There is a lot of talk about salmon and spawning. And director Harry Wetzel has cleverly dropped some transitional musical riffs on Ravel’s Bolero into the show to match up with that story-line. Jen has hit on some data that will show very clearly to anyone that the future of the salmon species is going to be very much in doubt in two decades because of global warming. She and her bestie/co-researcher Val (Stefanie Sambrano) want to publicize the data right away. But their boss, James (Raymond Jordan) wants to wait a year or until a new White House administration comes in that will be more open-minded.

There is an old bromide that opposites attract that is mostly BS when it comes to people. But it’s not so much that Jen and Matt are opposites. Both, indeed, have a lot of passion for their work. Matt is super hyper excited about his love of super heroes, while Jen is over the moon about…salmon. They are both geeks in their own categories. Jen, in fact, who does do something heroic (if completely implausible), becomes a bit of hero to Matt.

Winding through the story is the oddball and humorous relationship between Jen and her mid-sixties mother, Evelyn (Sandra Love Aldridge), who is a bit of a stock Mother character but for her obsession (it runs in the family) with Ronald Reagan. She has portraits of the 40th President all over the house, including in the bathroom.

Swimming Upstream is a world premier. There is a story here, but it doesn’t seem developed with enough layers or with enough for the main characters to do to make us actually care very much about what happens to them. And the play ends rather abruptly and without much in the way of meaningful resolution, so much so that I wasn’t actually sure the play was over when the curtain closed.

All of the Detroit Rep’s productions have some aspect of diversity that is tackled in the work.

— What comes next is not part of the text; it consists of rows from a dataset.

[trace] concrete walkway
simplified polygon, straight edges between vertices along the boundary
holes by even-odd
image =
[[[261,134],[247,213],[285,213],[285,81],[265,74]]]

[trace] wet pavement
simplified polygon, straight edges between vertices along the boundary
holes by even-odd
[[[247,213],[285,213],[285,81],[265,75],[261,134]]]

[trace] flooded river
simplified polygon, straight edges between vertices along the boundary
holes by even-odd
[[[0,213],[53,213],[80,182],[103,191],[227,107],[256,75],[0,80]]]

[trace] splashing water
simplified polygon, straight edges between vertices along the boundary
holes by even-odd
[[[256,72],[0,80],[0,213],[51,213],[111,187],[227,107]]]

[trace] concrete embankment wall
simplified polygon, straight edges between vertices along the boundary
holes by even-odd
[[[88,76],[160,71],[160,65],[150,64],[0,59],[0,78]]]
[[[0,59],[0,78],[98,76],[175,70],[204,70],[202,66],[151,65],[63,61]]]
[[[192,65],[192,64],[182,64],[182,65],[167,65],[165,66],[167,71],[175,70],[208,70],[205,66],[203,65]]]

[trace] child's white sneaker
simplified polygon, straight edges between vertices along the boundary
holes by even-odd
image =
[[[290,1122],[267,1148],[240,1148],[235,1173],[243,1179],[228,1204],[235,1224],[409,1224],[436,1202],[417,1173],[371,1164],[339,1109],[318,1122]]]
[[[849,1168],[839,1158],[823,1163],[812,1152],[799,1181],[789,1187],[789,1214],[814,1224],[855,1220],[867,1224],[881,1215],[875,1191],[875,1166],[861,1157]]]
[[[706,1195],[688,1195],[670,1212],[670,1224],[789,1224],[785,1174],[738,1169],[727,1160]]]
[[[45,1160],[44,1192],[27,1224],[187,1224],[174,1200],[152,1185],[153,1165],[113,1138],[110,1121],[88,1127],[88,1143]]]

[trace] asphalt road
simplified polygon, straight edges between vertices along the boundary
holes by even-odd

In this case, it was that Jen is African-American and Matt is white. I never really saw race being an issue at all between them, which, of course, was refreshing. They were just people, two geeks looking for love outside of what made them geeks in the first place. Race and color mattered not to them, or to Jen’s Mom as far as her daughter’s choice of boyfriend or the President she adores–Reagan, with not even a mention of Obama.

The puzzle pieces of this play seem like they are all on the table, but I’m not sure the playwright has worked out yet how they are all supposed to fit so that we genuinely care about them. It is interesting, though, to watch the actors and director try.